Montérégie

Couronne-Sud : cinq priorités déposées, des chaises vides aux débats sectoriels

Les élus de la Montérégie harmonisent leurs demandes électorales pendant que des débats sur le logement et les aînés se tiennent sans les candidats attendus.

La séquence est révélatrice. D'un côté, la Table des préfets et élus de la Couronne-Sud (TPECS) publie une plateforme resserrée autour de cinq priorités électorales. De l'autre, à quelques kilomètres de là, la Fédération régionale des OSBL d'habitation de la Montérégie et de l'Estrie (FROHME) doit revoir ses plans faute de participants, et la FADOQ tient son débat national à Brossard sans la ministre responsable des Aînés et députée de Prévost, Sonia Bélanger.

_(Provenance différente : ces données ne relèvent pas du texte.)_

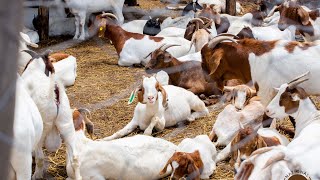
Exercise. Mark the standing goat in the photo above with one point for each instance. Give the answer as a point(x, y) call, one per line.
point(51, 99)
point(81, 9)
point(302, 152)
point(27, 131)
point(161, 107)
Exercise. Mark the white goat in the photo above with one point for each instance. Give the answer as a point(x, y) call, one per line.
point(27, 131)
point(162, 107)
point(268, 72)
point(81, 9)
point(301, 152)
point(229, 120)
point(273, 33)
point(172, 32)
point(237, 23)
point(138, 157)
point(207, 151)
point(135, 26)
point(53, 104)
point(66, 71)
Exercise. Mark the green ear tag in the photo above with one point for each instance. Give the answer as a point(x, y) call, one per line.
point(132, 96)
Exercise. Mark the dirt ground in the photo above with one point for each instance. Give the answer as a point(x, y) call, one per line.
point(104, 88)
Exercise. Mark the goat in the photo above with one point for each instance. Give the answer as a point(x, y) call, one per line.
point(198, 23)
point(159, 111)
point(80, 9)
point(192, 6)
point(125, 41)
point(186, 74)
point(268, 33)
point(126, 158)
point(248, 140)
point(66, 69)
point(27, 130)
point(51, 99)
point(306, 22)
point(255, 60)
point(205, 153)
point(300, 154)
point(227, 124)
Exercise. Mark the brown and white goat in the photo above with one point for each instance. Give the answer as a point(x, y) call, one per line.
point(307, 22)
point(133, 48)
point(189, 165)
point(186, 74)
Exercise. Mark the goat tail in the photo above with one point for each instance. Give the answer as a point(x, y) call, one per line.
point(213, 136)
point(192, 42)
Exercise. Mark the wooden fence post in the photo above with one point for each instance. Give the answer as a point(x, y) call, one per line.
point(43, 13)
point(11, 14)
point(231, 7)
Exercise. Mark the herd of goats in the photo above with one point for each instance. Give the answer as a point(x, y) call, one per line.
point(253, 61)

Entre les deux, un même constat : la banlieue sud s'organise mieux qu'avant, mais elle demeure moins courtisée que Laval ou la région de Québec quand vient le temps d'arracher des engagements écrits.

Cinq priorités, un message unifié

Selon ce qu'a rapporté le FM 103,3, la TPECS a ciblé cinq enjeux qu'elle souhaite voir figurer au menu de la campagne provinciale, avec le transport en tête de liste. La Table regroupe les élus des MRC et villes de la Couronne-Sud — un territoire qui va de Vaudreuil-Soulanges jusqu'à la Vallée-du-Richelieu en passant par Roussillon, Marguerite-D'Youville et La Vallée-du-Richelieu — et représente plusieurs centaines de milliers de résidents.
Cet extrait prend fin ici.